Marcelo Vianna, diretor de competições, e Rubens Lopes, presidente da Ferj (Foto: Úrsula Nery/Ferj)

Marcelo Vianna, diretor de competições, e Rubens Lopes, presidente da Ferj (Foto: Úrsula Nery/Ferj)

Os representantes de Fluminense, Marcelo Penha, e Flamengo, André Galdeano, não deixaram o arbitral da Ferj, que definiu como será o Carioca pelos próximos cinco anos, por acaso.

A indignação partiu do Fluminense, quando os seguintes itens do artigo 18º do regulamento foram levantados:

§ 5º – Nos clássicos da primeira fase, o campeão e o vice-campeão do campeonato imediatamente anterior da série A de profissionais, quando não jogarem entre si, terão o mando de campo.

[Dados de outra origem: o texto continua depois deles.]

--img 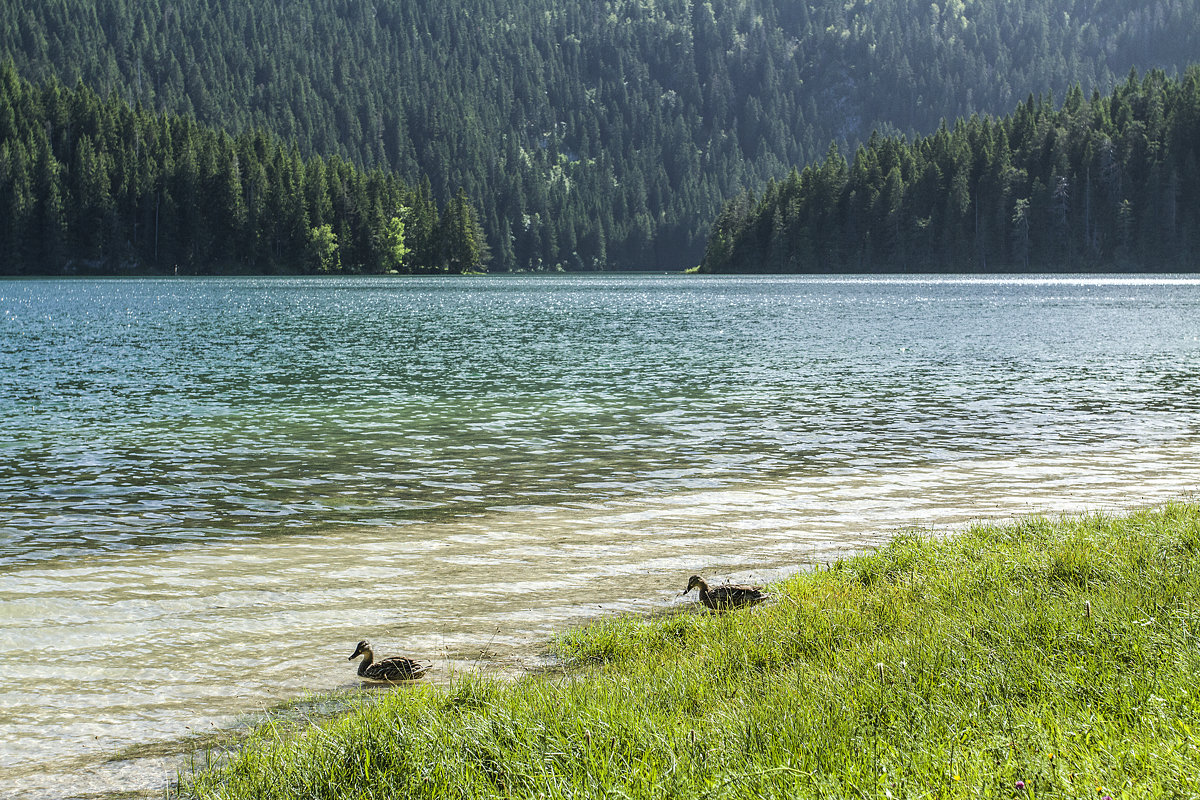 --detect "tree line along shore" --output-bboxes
[701,67,1200,272]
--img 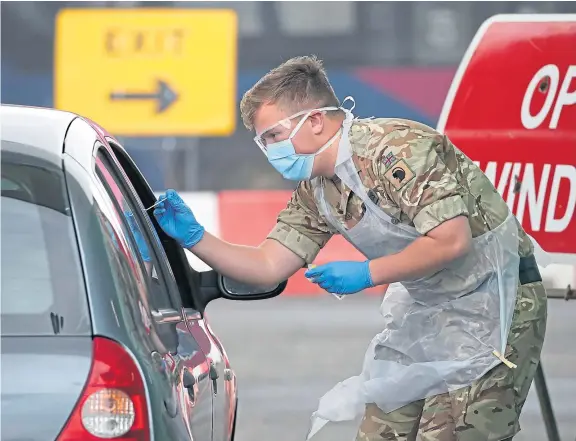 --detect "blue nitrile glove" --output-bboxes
[154,190,204,248]
[304,260,374,294]
[124,211,150,262]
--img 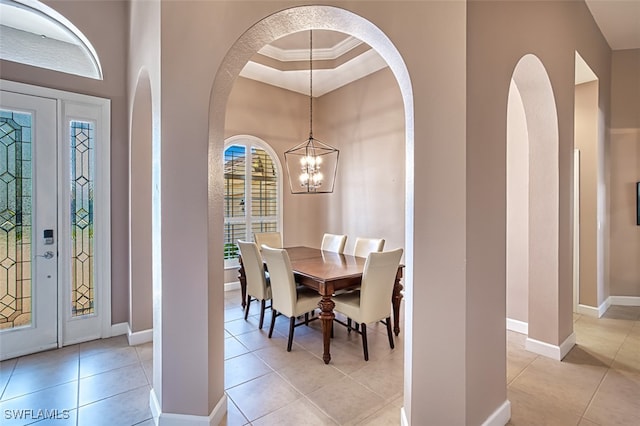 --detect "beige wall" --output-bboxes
[575,81,604,307]
[1,1,638,424]
[0,0,129,324]
[225,69,405,258]
[224,77,324,247]
[467,1,610,352]
[506,80,529,323]
[609,49,640,297]
[314,68,405,253]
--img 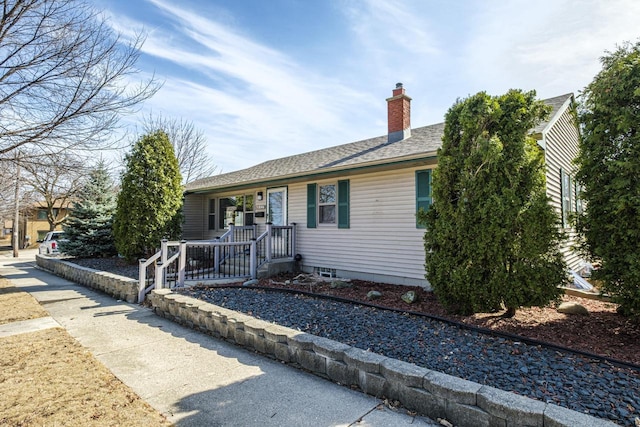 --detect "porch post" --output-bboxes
[213,237,220,273]
[265,222,273,262]
[291,222,296,257]
[161,239,169,289]
[178,240,187,286]
[156,261,164,289]
[249,238,258,279]
[138,258,147,304]
[229,222,236,258]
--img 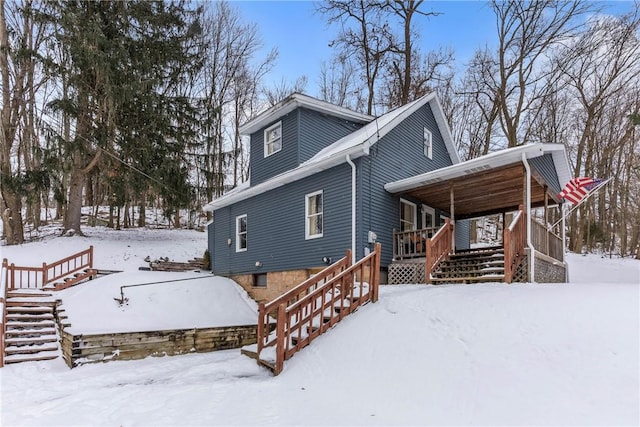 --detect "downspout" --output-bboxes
[522,153,536,282]
[347,155,358,265]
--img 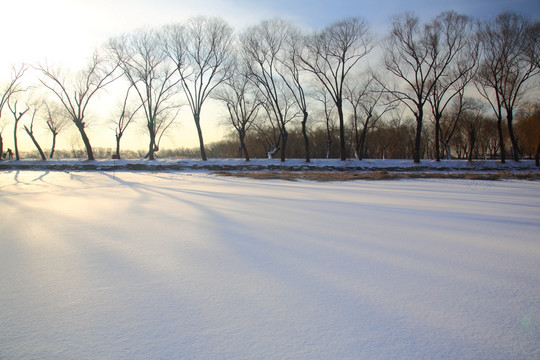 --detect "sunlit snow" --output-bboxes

§ 6º – Nas partidas realizadas no Maracanã, a associação que tiver o mando de campo terá o direito de determinar o posicionamento de sua torcida.

Ou seja, houve uma articulação para colocar no texto uma forma para que o Vasco – campeão estadual em 2014 – tenha o mando de campo contra Fluminense e Flamengo e, como consequência, possa escolher onde posicionar a torcida.

Nessa altura da reunião, a tabela da competição ainda não tinha sido sorteada (com o sorteio, o Flu ficou no Grupo A, junto com o Vasco, não enfrentando o time da Colina na primeira fase). Percebendo a trama para que o lado direito do Maracanã ficasse com o Cruz-maltino – pelo menos, segundo o regulamento -, o representante do Fluminense, Marcelo Penha, se retirou. Ele sequer assinou a presença. André Galdeano, em solidariedade, o seguiu.